This week’s meditation session is led by Kate Johnson and the theme is Intentionality. The guided meditation begins at 13:25.
This painting is an unusual pastiche of Tibetan and Chinese imagery and painting techniques. The central figure, the bodhisattva and future buddha Maitreya, is marked by his traditional Tibetan Buddhist iconographic attributes: he is painted red, has a stupa in his crown, and holds a blossoming branch with a vase on top. Maitreya is surrounded by three small vignettes, which clearly have been added to the composition, referencing his future existence as a buddha.
During the fragmentation of their empire at the end of the ninth century, a time of uncertainty, Tibetans looked to their glorious imperial past as a frame of reference for the present and an aspirational model for the future. They considered the past and future similarly entwined within individual lives. How might this understanding of past, present, and future help us understand the fluidity of time and the role of intentionality in the formation of the future?

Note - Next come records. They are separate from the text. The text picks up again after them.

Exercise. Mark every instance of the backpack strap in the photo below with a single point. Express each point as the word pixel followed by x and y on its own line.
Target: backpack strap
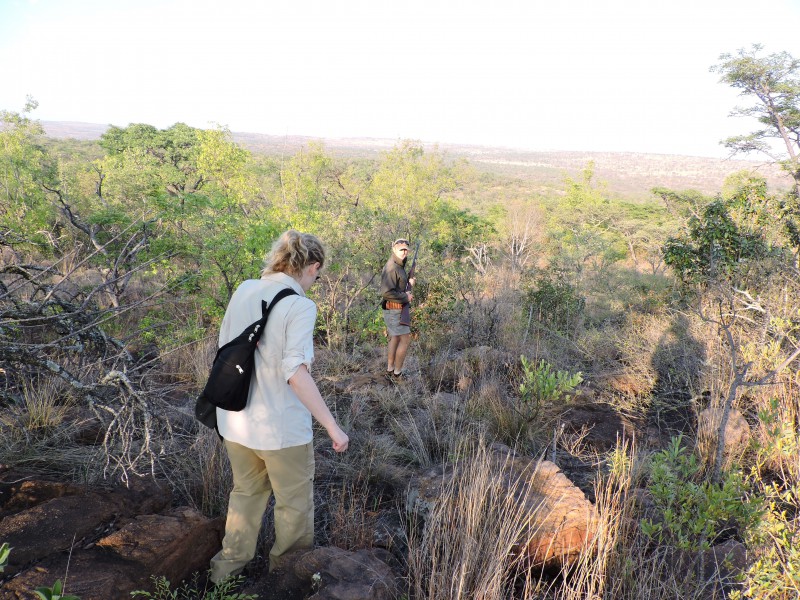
pixel 267 308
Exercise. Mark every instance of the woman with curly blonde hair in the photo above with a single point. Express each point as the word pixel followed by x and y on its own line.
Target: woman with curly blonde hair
pixel 269 443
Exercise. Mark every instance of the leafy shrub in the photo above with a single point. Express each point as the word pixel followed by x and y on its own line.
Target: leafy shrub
pixel 224 590
pixel 541 385
pixel 54 593
pixel 5 551
pixel 692 514
pixel 555 302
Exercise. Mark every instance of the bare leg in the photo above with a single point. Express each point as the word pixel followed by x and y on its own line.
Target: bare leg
pixel 394 341
pixel 400 352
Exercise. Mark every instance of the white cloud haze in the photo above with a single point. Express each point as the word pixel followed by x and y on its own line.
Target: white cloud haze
pixel 602 75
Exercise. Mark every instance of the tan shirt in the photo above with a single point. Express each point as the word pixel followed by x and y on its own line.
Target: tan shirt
pixel 274 417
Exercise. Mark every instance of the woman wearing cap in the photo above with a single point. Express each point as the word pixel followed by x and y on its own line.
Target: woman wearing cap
pixel 269 443
pixel 394 281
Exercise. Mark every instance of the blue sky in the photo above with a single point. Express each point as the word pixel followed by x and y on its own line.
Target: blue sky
pixel 588 75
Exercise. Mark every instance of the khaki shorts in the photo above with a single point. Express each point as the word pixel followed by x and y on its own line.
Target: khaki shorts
pixel 392 320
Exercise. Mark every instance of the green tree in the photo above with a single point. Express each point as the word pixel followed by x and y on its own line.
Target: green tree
pixel 773 83
pixel 25 212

Kate Johnson works at the intersections of spiritual practice, social action, and creativity. She has been practicing Buddhist meditation in the Western Insight/Theravada tradition since her early twenties and is empowered to teach through Spirit Rock Meditation Center. She holds a BFA in dance from the Alvin Ailey School/Fordham University, and MA in performance studies from NYU.
Kate is a core faculty member of MIT’s Presencing Institute, and has trained hundreds of leaders and change-makers in using Social Presencing Theater, a mindfulness and dance improvisation methodology used to inform strategic planning and systems change in our complex world.